F
fireYtail
Guest
In your GitHub readme instructions, you just say this:Ah the instructions were a bit wrong. The .java files are source files, there's no .jar already existing in the repository; since you need to bring your own extracted ffx_ps2 folder (pretty sure it'd be illegal to just put those up myself) you do need to generate the executable manually after you add it. I updated the readme.md to give more instructions on how to do that as well as how to then run it.
I googled "Mavern" and this is the only thing I found https://dlcdn.apache.org/maven/maven-3/3.9.4/binaries/apache-maven-3.9.4-bin.zip
This is gets me a "bin\mvn.cmd" file, which is not an exe (Windows executable) as you say, but a Windows command line script. I added it to the path as indicated but no matter what I do it always gives me an error saying that it couldn't find or load main class org.codehaus.plexus.classworlds.launcher.Launcher and I have no idea what to do from here. You don't specify what "package" in "nvm package" means, but no matter what I try (main GitHub folder, subfolders, java files), it always gives me that error.
Sorry, but I'm not a programmer, I'm an end-user, so I'm not knowledgeable with building software from source code, as I'm the average PC user that has all the already pre-compiled EXE/JAR/whatever files (executables) instead of being told by the developer that no, the end-user has to build the software because... It has to be built with copyrighted files? Why not just make it read the folder/files from an external path, as any normal software would? Why require that, upon building the software, the very data that software will be working with has to be pre-built into the executable, requiring you to re-build the executable as soon as you make any changes to the data, since the data isn't external to the executable file that's reading it? Imagine if Photoshop required users to use the source code with the very image file they're going to edit and build the executable, rather than loading the image file externally.

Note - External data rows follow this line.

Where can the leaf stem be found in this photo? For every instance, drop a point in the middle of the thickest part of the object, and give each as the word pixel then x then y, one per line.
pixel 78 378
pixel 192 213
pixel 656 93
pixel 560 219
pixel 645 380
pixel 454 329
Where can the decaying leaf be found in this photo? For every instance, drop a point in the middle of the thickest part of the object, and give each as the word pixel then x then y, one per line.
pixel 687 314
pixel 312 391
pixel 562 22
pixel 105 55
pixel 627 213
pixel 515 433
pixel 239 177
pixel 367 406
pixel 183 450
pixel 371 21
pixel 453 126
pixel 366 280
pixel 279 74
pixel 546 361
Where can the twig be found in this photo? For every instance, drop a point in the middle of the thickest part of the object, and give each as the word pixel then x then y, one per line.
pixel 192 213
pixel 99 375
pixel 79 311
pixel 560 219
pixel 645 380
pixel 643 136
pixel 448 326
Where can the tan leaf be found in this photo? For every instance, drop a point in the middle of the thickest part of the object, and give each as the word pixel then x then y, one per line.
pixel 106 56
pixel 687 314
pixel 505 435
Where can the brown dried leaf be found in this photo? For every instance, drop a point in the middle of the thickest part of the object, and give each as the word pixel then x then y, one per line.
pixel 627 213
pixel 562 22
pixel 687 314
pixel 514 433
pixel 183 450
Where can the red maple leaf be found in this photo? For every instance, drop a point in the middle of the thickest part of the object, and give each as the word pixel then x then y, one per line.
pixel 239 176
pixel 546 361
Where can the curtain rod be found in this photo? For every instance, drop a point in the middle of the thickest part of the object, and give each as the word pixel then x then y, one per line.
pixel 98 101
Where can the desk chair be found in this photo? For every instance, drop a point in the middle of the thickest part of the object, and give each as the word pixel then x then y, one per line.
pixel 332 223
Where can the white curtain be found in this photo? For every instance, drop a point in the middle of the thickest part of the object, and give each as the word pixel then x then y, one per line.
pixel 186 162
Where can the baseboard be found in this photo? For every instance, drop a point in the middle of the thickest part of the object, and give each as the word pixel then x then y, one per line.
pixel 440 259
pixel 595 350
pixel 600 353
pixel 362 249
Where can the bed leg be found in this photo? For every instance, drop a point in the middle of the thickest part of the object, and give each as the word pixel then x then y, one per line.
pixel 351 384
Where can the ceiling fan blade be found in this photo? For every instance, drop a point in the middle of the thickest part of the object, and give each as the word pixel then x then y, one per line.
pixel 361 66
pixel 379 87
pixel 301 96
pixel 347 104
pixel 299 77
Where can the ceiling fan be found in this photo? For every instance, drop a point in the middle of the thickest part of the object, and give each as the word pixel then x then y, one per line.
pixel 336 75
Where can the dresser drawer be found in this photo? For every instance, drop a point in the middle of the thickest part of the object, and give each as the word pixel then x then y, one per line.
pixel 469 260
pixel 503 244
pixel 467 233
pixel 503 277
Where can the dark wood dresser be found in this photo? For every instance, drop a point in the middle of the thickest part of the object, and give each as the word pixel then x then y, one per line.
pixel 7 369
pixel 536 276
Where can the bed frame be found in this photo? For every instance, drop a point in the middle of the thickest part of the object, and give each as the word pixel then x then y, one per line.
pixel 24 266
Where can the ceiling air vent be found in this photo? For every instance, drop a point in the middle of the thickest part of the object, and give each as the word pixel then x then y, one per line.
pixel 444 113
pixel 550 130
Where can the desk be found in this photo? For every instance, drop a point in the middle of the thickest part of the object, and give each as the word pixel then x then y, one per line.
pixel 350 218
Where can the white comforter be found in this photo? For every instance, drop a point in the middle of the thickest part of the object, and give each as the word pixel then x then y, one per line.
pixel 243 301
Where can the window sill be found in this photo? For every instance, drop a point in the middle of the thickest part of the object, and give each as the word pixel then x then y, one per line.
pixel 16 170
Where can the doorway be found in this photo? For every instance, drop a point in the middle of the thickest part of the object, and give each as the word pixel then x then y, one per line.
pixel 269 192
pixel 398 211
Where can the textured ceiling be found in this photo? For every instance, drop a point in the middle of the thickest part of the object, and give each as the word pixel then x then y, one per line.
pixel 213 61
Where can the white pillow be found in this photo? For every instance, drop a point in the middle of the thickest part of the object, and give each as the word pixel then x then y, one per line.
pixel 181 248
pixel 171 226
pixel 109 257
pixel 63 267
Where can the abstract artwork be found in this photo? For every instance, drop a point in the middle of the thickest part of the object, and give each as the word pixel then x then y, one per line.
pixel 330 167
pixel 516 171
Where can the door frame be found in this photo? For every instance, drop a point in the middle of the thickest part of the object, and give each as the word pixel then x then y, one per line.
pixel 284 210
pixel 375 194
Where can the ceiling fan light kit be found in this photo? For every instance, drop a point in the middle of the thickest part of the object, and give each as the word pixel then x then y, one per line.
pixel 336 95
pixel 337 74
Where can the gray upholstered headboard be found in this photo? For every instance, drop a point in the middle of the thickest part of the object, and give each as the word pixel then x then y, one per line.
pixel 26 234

Do you think this is a realistic take?
I can't speak from a programmer's/software developer side why this would make sense, since I'm not one. But as an end-user, I don't expect people to be requiring me to build their own software from the source code myself because "it's illegal to make it read copyrighted files externally". What kind of argument is that? Is it that difficult to make it read external files? And yes, having the source code and being able (if I were) to build it myself is always a plus, since it makes it impossible for you to be giving me an executable with malware or something. But if I trust that it's not malware, and if I can read the source code anyway, why not just build it yourself and provide it to others, instead of requiring for others to build it? Others who don't necessarily have experience with building software from code nor distrust in the developer.